Che cosa si diceva ad una mamma che era appena stata lasciata dall’uomo che ama?
- Andrà tutto bene. – Parole false e vuote, alle quali nemmeno io credevo.
No, le vite delle altre persone non erano come la mia. Avevano una famiglia normale e non chiamavano la loro mamma per nome.

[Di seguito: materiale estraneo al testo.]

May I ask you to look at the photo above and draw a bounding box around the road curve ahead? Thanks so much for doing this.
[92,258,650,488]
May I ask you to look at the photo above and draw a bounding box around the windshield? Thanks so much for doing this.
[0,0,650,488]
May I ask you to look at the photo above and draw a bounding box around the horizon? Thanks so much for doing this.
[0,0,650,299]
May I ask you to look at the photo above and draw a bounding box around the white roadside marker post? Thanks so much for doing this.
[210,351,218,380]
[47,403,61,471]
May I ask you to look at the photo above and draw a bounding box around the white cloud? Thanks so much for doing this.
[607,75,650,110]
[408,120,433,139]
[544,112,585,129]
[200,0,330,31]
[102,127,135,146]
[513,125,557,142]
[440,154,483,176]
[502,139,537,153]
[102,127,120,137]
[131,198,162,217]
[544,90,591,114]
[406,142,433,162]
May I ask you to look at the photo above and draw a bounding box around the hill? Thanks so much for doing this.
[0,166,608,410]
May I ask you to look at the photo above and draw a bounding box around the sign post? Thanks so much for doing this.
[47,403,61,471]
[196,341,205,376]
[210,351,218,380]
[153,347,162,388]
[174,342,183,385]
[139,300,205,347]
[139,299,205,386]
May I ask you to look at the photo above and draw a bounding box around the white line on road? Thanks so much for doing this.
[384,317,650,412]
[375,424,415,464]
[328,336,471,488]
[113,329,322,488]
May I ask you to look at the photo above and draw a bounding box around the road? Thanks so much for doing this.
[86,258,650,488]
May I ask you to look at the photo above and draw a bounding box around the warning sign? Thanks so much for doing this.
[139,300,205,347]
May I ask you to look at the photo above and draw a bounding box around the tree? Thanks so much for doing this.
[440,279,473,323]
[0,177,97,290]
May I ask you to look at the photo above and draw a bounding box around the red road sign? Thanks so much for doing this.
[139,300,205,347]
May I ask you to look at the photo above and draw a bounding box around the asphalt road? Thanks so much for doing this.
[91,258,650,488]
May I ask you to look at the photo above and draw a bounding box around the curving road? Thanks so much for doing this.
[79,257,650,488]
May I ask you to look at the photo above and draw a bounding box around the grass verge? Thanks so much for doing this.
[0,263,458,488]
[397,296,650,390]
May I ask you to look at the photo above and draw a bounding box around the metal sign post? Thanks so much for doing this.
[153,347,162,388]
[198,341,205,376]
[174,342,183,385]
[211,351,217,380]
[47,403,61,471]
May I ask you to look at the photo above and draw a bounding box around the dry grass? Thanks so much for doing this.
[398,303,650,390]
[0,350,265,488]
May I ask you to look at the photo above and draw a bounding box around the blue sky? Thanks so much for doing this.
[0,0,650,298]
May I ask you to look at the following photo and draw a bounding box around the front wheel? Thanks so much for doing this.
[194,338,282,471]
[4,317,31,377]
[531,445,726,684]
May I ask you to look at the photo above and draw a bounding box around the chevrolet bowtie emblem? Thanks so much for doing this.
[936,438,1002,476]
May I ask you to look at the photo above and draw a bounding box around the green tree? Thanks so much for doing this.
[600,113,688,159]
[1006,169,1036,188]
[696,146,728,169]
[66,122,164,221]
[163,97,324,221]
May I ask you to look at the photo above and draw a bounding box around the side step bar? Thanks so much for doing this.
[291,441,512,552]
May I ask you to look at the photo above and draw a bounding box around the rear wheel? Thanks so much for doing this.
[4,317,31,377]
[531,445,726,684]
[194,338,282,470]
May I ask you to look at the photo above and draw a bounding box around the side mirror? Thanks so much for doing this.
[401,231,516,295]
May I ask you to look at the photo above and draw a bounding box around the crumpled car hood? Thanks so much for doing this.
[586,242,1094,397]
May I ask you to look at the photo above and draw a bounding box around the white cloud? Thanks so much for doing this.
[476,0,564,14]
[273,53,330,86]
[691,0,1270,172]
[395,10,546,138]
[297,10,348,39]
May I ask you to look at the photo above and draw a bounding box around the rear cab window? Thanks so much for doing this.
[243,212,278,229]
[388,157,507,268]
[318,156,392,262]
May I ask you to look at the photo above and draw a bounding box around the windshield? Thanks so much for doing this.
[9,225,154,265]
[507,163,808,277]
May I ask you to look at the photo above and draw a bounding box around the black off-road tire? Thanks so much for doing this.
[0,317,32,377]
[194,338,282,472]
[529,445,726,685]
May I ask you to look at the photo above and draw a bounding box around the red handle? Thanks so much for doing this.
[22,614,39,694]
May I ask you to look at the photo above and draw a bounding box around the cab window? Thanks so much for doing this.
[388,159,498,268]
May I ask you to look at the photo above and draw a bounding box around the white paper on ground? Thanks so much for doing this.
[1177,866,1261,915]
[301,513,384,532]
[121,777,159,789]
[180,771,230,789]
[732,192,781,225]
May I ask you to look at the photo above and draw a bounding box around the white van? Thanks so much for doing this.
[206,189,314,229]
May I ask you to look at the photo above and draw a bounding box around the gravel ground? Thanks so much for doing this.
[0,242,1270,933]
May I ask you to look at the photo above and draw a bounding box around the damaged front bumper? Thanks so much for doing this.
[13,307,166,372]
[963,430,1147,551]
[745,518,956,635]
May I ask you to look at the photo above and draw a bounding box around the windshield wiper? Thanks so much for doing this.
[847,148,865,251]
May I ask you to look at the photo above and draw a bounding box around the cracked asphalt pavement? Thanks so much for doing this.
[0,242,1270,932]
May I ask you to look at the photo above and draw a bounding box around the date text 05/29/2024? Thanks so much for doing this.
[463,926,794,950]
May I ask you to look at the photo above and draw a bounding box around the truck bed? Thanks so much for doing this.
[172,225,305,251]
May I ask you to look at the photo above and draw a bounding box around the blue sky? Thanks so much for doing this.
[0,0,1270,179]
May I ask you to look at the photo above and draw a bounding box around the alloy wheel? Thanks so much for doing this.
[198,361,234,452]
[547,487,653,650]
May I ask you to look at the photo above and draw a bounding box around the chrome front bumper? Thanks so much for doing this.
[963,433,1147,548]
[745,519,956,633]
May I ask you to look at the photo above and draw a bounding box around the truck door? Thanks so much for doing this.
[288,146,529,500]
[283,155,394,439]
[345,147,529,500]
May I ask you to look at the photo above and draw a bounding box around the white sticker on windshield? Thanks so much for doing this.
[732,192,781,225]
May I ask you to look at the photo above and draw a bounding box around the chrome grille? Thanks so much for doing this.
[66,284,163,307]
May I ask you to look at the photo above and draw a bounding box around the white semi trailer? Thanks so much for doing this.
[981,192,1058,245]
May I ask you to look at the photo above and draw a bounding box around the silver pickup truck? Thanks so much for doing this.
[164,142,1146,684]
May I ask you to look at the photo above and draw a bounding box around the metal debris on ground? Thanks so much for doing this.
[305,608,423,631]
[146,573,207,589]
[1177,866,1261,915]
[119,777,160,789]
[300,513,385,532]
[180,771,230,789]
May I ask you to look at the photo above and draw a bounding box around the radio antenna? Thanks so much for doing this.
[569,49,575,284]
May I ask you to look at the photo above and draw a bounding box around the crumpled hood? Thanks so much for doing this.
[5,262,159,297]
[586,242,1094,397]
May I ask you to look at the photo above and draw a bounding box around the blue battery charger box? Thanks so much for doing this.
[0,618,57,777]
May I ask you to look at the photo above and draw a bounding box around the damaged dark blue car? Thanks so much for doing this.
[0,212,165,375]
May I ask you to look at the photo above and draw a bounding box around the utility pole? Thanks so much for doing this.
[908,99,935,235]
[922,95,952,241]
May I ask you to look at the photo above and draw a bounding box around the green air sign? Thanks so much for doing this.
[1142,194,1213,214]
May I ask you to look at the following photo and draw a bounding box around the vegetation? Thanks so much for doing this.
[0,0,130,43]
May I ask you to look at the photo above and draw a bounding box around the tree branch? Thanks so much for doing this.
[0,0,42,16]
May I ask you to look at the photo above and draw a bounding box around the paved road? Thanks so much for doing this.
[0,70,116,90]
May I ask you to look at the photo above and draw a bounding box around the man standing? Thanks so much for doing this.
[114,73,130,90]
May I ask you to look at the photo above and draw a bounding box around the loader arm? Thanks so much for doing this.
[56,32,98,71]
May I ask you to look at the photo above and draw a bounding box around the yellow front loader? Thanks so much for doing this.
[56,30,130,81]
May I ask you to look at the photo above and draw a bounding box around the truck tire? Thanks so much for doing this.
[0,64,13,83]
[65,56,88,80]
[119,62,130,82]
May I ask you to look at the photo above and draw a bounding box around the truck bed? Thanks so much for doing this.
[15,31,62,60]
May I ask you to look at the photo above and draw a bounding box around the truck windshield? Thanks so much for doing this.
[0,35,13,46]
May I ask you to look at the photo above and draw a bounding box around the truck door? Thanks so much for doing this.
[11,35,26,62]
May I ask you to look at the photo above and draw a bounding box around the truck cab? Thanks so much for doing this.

Frank era completamente assorbito dal disegno al quale stava lavorando da tutta la mattina. Il naso affondato nel foglio e la lingua tra le labbra semichiuse denotavano la sua estrema concentrazione.
Gli avevo tirato un bigliettino tutto accartocciato, ma non si era voltato.
Avevo chiamato Mitchell, il suo compagno di banco, ma le uniche attenzioni che avevo ricevuto erano state quelle del signor Kurzem, l’insegnante di scultura.
Rigorosamente tedesco.
Pallido. Capelli biondi. Occhi di ghiaccio. Sembrava quasi albino.
Insopportabile.
- Signorina Snowdon? –
Mi voltai verso di lui con una smorfia. – Si, signor Kurzem? –
- Fuori dalla porta. E non si azzardi a ribattere. –
Ah, mi conosceva sin troppo bene. Aveva pronunciato la seconda frase nel momento esatto in cui io avevo aperto la bocca per ribattere.
Annuii una sola volta con la testa, le labbra ridotte ad una linea rigida. Mi alzai dalla mia sedia, girai i tacchi, e mi incamminai verso la porta.
Finalmente Frank si era degnato di rivolgermi un minimo d’attenzione. Lo mandai a fare in culo tenendo la mano ben nascosta davanti a me, così che Kurzem non mi vedesse.
E tanti saluti alla bravissima studentessa-antisgamo Daisy Snowdon.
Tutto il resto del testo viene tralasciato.